Daran änderte auch die Entwarnung und die aufgehobene Evakuierung nichts. „Meine Mitarbeiter hatten sich auf den freien Tag eingestellt“, sagt Khan. „Ich kann ja nicht von ihnen erwarten, dass sie alle ihre Pläne urplötzlich wieder umwerfen – wenn es nicht unbedingt sein muss.“ Ja, natürlich habe sie auch Umsatzeinbußen. „Das ist nicht schön. Doch Sicherheit geht vor“, fügt sie hinzu. Dann wird die junge Frau plötzlich nachdenklich. „Es ist es traurig, dass noch Bomben in der Erde liegen. Eigentlich sollte es bei den Menschen ‚Klick machen‘, wie wichtig Frieden ist.“
Alex Falk und Raik Schönig, Schiffsherberge Pöppelmann im Neustädter Hafen
Alex Falk hatte extra noch alle Gäste abgeklappert und enttäuschte Blicke kassiert. „Nein, leider gibt es kein Frühstück am Dienstagmorgen“, hatte er noch erklärt. Zeit zum Ausschlafen gebe es auch nicht, keine Ausnahmen. Um 7.30 spätestens sollten alle Gäste das Schiff verlassen. Schließlich muss das Viertel laut Anordnung der Stadt evakuiert werden. Dann kam alles ganz anders. Alle Anwohner durften bleiben. Seine letzten verbliebenen Gäste checkten trotzdem Dienstagvormittag aus – schließlich hatten sie ihren Aufenthalt und Urlaub jetzt so geplant.

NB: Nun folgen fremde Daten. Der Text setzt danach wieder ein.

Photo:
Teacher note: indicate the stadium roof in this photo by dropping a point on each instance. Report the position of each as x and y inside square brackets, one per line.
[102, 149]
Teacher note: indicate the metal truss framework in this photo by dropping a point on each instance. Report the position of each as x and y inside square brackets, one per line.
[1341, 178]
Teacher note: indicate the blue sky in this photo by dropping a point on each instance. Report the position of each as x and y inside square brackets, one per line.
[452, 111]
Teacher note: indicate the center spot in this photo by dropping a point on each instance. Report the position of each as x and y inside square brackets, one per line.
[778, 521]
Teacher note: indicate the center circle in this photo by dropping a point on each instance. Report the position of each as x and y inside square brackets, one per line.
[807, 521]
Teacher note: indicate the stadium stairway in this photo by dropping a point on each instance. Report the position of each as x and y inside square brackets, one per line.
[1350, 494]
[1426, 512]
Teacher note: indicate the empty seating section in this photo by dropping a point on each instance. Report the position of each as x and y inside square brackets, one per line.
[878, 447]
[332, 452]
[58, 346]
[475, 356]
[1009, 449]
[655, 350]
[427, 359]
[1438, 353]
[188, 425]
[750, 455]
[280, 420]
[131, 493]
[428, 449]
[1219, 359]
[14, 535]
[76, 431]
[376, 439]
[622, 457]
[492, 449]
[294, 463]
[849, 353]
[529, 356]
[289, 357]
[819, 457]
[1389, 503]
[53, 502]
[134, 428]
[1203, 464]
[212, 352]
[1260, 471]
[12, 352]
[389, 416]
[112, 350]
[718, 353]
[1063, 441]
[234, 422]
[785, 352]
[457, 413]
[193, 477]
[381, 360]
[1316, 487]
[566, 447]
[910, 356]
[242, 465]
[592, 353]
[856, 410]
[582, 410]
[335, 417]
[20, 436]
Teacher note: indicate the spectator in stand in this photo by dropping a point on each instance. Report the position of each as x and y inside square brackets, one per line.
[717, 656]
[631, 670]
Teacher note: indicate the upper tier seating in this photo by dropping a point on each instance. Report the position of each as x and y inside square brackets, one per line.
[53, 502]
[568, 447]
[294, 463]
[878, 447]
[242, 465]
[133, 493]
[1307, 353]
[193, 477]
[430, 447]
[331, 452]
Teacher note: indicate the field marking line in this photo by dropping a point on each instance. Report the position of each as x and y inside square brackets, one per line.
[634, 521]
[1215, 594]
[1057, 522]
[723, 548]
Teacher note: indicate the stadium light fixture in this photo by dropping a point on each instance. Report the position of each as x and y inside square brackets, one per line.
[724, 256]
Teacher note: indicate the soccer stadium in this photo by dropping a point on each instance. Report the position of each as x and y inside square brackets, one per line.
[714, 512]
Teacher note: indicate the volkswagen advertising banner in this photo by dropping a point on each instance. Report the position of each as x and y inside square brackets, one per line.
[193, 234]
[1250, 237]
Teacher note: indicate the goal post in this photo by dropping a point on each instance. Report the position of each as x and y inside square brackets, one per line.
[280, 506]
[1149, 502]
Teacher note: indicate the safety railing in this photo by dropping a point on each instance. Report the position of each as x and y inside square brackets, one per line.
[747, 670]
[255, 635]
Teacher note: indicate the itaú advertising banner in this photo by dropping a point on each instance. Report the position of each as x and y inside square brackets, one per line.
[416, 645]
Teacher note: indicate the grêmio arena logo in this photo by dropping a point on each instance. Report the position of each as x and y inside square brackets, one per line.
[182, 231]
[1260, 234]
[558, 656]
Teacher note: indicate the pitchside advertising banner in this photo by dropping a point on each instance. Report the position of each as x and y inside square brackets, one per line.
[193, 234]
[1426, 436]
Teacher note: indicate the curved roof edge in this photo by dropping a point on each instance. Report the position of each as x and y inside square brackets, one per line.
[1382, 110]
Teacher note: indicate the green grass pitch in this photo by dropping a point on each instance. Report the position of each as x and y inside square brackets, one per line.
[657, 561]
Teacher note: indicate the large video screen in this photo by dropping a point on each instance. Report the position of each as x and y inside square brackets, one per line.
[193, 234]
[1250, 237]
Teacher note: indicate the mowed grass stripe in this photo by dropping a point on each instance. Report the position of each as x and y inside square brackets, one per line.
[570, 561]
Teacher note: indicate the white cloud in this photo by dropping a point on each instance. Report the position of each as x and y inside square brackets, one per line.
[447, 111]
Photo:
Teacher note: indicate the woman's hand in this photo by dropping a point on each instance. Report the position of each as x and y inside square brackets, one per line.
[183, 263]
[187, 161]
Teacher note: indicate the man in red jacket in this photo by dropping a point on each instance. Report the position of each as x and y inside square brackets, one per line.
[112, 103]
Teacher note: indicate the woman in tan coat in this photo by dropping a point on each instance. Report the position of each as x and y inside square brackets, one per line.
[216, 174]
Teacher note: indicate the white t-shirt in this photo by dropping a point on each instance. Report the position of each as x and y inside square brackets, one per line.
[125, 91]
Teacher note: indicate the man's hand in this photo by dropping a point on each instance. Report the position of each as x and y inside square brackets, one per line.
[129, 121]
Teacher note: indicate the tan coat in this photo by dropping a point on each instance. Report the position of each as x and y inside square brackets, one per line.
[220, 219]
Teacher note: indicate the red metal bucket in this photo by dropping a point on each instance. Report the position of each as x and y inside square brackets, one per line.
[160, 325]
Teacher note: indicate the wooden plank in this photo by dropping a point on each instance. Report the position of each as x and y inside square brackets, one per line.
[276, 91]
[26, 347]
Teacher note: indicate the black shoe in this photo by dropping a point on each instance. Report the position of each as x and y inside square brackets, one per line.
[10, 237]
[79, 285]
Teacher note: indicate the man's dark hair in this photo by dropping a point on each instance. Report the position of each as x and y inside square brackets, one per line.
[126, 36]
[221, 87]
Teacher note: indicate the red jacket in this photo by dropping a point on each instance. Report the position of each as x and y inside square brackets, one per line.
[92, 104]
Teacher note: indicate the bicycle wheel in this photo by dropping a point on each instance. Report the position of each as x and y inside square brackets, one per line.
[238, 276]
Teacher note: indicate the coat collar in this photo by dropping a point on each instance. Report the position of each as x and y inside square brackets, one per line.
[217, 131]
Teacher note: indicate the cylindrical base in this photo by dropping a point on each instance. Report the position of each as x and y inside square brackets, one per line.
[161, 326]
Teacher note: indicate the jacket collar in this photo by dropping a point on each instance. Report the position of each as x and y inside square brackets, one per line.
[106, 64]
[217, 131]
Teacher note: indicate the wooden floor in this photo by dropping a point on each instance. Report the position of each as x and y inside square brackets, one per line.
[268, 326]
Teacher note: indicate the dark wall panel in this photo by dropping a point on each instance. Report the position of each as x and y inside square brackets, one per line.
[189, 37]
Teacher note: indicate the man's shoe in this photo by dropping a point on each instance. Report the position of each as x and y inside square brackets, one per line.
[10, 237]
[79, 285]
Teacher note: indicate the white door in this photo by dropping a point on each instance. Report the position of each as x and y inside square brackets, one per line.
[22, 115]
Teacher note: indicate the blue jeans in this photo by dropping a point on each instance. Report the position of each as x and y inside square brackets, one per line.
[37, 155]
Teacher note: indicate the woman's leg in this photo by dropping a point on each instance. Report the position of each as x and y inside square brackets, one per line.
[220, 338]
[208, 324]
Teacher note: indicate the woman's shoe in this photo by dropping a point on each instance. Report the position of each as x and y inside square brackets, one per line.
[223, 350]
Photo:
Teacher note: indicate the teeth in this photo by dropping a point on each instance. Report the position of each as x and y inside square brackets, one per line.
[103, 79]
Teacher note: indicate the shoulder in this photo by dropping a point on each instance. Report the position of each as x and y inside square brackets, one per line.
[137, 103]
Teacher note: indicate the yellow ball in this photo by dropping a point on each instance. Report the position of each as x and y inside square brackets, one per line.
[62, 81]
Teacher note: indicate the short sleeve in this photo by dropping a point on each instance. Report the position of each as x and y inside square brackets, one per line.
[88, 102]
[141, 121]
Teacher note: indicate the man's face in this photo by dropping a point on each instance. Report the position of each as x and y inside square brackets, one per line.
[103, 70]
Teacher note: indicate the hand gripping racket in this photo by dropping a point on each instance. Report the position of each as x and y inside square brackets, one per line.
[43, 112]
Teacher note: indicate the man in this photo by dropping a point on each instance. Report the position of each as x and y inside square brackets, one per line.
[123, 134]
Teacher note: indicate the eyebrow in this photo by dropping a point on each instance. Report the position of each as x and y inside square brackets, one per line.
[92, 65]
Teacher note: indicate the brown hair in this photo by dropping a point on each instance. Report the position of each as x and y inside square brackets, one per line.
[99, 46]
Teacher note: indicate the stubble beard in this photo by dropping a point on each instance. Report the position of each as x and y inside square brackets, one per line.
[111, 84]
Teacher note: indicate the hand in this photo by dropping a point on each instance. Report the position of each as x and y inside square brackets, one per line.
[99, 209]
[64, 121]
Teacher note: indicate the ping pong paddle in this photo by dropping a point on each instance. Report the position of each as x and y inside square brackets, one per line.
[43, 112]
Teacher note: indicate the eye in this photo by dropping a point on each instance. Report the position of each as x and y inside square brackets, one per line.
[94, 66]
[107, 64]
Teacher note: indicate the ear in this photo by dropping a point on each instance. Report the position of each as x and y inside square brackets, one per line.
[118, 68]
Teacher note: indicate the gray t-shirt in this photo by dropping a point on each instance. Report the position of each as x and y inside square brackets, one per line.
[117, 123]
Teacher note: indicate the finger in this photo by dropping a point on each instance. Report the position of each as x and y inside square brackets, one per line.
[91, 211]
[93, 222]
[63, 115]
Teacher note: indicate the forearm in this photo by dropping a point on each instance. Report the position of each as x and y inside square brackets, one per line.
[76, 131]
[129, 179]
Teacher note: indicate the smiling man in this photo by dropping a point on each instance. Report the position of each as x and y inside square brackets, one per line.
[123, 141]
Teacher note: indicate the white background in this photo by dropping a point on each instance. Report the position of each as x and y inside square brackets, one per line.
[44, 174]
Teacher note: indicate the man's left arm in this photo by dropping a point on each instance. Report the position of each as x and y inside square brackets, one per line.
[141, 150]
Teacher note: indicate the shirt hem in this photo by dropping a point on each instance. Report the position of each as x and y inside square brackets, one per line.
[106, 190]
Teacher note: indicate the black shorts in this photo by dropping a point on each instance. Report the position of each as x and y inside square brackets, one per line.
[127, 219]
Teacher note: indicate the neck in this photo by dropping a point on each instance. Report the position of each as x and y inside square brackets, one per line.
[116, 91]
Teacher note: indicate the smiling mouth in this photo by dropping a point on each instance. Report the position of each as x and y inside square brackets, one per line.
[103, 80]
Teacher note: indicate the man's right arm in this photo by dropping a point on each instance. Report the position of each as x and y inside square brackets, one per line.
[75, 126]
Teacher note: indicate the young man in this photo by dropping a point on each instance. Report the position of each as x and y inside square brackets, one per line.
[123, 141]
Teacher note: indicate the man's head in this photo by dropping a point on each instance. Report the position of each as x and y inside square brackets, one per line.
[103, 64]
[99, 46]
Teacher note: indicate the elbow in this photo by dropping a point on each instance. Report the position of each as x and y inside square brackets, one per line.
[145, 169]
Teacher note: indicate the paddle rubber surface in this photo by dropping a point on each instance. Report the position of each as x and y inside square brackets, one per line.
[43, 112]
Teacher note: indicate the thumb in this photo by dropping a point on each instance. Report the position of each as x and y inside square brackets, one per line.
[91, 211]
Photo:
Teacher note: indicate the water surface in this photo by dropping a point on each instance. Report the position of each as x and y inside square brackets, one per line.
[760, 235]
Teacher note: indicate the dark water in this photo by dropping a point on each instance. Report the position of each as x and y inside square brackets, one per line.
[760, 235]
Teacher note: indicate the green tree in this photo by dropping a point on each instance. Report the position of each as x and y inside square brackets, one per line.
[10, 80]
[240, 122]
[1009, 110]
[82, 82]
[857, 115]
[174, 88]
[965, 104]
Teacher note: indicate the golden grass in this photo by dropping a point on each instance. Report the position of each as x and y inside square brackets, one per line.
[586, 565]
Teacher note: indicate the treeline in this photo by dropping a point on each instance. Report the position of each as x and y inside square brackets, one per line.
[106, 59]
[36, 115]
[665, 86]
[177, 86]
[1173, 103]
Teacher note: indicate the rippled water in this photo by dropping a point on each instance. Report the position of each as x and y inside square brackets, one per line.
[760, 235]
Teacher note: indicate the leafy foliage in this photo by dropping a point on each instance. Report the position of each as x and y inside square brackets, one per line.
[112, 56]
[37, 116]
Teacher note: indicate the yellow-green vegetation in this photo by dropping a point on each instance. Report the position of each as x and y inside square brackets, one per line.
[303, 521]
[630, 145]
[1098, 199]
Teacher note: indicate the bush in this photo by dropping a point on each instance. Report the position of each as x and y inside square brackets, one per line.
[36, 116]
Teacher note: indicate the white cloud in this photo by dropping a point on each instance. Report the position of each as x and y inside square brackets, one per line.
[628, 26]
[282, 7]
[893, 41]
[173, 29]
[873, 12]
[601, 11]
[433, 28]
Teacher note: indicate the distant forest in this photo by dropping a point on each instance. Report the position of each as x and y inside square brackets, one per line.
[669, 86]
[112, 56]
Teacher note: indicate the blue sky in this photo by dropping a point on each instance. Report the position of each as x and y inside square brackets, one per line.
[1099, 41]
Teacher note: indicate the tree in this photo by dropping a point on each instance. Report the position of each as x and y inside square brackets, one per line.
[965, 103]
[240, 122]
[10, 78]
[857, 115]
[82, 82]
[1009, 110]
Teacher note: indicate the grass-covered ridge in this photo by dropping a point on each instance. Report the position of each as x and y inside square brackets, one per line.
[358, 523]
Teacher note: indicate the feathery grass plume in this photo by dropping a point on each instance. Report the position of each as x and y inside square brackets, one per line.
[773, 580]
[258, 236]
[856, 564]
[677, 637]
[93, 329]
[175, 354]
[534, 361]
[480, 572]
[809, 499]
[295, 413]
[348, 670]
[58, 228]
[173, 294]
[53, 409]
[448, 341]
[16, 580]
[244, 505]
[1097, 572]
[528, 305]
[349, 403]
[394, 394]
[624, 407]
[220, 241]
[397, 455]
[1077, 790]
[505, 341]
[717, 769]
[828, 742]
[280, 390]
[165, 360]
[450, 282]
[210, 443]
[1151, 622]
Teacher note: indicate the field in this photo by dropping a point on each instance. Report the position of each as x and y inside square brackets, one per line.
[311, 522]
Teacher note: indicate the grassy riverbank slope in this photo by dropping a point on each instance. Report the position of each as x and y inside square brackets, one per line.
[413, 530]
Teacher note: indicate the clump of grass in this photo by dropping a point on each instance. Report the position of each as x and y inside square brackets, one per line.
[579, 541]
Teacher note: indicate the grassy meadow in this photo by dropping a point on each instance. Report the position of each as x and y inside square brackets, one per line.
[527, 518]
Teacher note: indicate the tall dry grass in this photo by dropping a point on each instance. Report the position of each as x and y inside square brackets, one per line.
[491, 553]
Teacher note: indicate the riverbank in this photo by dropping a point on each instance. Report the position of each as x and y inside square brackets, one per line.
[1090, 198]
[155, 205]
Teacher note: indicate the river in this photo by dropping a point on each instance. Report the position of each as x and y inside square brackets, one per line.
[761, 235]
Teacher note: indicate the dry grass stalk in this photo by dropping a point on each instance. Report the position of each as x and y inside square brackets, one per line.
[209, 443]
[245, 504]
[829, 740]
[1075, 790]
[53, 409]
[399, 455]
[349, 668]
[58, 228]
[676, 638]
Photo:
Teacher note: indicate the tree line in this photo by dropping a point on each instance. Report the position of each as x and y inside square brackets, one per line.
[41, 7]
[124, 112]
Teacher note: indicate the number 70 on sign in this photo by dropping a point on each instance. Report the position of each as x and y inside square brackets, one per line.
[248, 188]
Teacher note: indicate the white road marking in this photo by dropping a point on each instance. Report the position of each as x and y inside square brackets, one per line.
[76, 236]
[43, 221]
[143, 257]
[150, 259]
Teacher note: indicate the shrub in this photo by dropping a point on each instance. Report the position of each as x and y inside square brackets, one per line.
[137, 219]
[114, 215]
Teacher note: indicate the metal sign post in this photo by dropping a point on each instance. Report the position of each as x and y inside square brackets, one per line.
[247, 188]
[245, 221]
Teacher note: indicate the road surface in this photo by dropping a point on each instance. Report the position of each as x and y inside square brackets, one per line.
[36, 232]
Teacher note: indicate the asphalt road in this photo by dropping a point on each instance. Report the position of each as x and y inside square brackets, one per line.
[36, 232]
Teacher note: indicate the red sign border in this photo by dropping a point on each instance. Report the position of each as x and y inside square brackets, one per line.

Dienstagmittag steht Falk an der Rezeption der Schiffsherberbe Pöppelmann. Auf dem Schiff ist es still, vor ihm leuchten die bunten Reservierungs-Balken auf seinem Bildschirm. Sieht eigentlich ganz schön aus, wenn nur die Einbrüche da nicht wären. „Normalerweise sind unsere 154 Betten fast ausgebucht“, erklärt Falk. Nach dem Bekanntwerden der Evakuierungspläne habe man jedoch vielen Gästen absagen müssen und den Termin geblockt. Das hat Folgen. „Wir rechnen mit Umsatzeinbußen von etwa 2.000 Euro sagt Raik Schönig, Geschäftsführer der Schiffsherberge. „Unsere Versicherung zahlt den Verdienstausfall nur, wenn die Bombe explodiert wäre.“
„Trotzdem“, das stellt der Hotelier klar. „Wir sind froh, wie es gekommen ist, dass niemand Schaden davongetragen hat.“ Schönig lacht. „Und ein bisschen lustig ist es auch“. Wer habe gedacht, dass die gefährliche Bombe auf einmal nur ein Wasserrohr sein könnte. Warum dies allerdings erst so kurzfristig analysiert werden konnte, „das bleibt das große Fragezeichen“.